Back where the dinosaurs sucked in their shrinkwrap, between their teeth bendy and white

Sit with the kids at their table and smile, my knees poking up round my ears

Just like a clown in a mini, like a T-rex in a cinema seat.


Hoisting my glass by the scruff of its stem, away from those Vegemite elbows

Away from those pink precious lips. Look at the pizza, out of the corner of

My holy mouth. Eye off those pretty, seductive illusions for hours.


Gorgeous and salt, they fan out in cheese and aroma to olive me hard.

Sprinkled like colourful wheels, glowing as stained glass in seasonal rains.

Level my rainbow of sweet disconnection – no touching, be careful, they’re art.

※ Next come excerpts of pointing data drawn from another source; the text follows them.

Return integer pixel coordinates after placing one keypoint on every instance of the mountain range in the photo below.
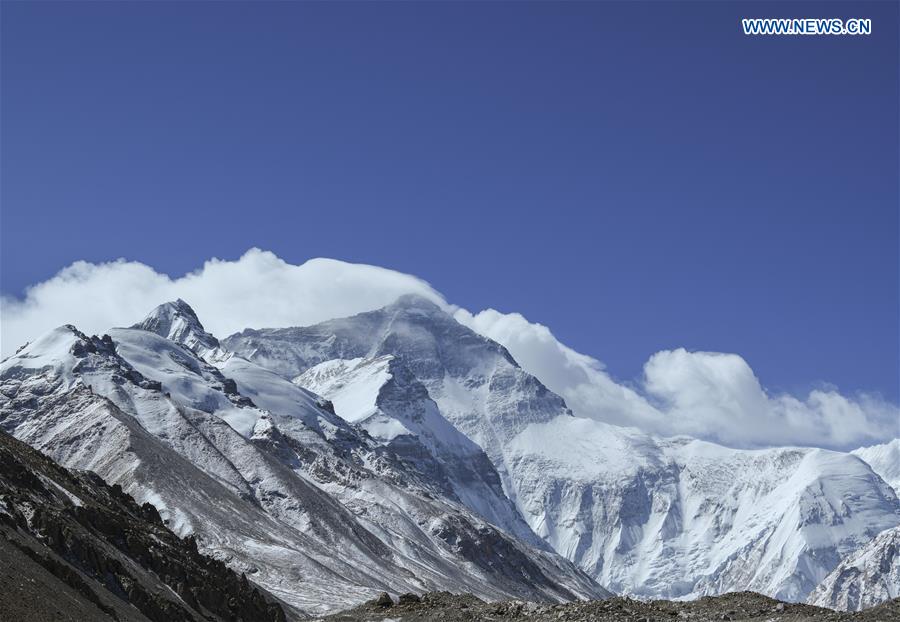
(397, 450)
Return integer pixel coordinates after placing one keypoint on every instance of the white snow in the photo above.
(884, 460)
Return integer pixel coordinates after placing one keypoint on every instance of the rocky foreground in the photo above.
(735, 606)
(73, 549)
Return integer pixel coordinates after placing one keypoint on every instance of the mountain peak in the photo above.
(177, 321)
(417, 302)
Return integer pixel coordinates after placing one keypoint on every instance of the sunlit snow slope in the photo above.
(656, 518)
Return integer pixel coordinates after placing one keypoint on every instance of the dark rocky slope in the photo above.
(734, 606)
(74, 548)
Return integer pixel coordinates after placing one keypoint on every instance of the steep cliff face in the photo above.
(645, 516)
(264, 475)
(72, 547)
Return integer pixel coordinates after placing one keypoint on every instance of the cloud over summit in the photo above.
(710, 395)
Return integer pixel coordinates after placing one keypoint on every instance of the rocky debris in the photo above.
(734, 606)
(70, 535)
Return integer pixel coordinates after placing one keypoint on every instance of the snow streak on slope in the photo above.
(676, 518)
(871, 575)
(273, 492)
(884, 460)
(392, 406)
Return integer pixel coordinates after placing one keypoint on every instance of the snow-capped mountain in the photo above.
(260, 470)
(655, 518)
(386, 400)
(865, 578)
(884, 460)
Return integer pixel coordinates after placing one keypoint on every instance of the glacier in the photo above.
(655, 518)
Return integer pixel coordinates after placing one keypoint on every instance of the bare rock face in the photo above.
(71, 542)
(734, 606)
(650, 517)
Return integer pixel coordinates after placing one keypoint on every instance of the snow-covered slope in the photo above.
(386, 400)
(674, 518)
(864, 579)
(270, 481)
(884, 460)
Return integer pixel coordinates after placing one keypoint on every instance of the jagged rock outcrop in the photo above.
(658, 518)
(69, 541)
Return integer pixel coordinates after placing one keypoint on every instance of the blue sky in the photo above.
(637, 176)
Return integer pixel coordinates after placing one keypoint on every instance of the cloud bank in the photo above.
(709, 395)
(259, 290)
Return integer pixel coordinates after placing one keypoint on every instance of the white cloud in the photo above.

Piece all of this back together, string it all back prehistoric to truth

Nobody killed off the dinosaur plastic, they just couldn’t make it decide whether

Giving it in was giving it up or a strength. It still isn’t sure.


Sit with the kids at their table, their hands are as busy as crabs in a bucket.

Roaming like spiders, picking pink lollies from off of the icing-clad cup cakes

Chipping the chocolates sharp out of the biscuits, discarding the rest in a rush.


Slip myself into those fingers, adoring their brilliant anemone dance.

Throw myself into their future, guard them against any beast who would slap

Them away from the plate.

______________________________________

This poem is a fourteener (but the last line is different, because you have to make the last line different, right?) So it's written in iambic heptameter (seven-footed lines) as requested by Mark, who kept Wiki-ing til he found a meter I hadn't written in before. I think 'fourteener' is an awesome name for a poetic form. It makes me sound like a teenager in a sociological study. Which, incidentally, is pretty much how I roll. Apart from the prohibitive standards of hygiene, and all that dancing.

Tigs suggested wine and pizza, as every time our household gets a writing/reviewing cheque that's what we do first. But also, pizza is complicated for me.

Justine suggested dinosaurs, because she is awesome.

2 comments:

Mark D Osborne said...

Unduly dissatisfied by the fact that my quest was
Disabled by the one who made up the rules that were s'posed
To rhyme at the end of nearly every second line
So to show what I truly wanted in my poem, fine.

Anna Ryan-Punch said...

Ha!
That's me, smashing that dominant para-rhyme.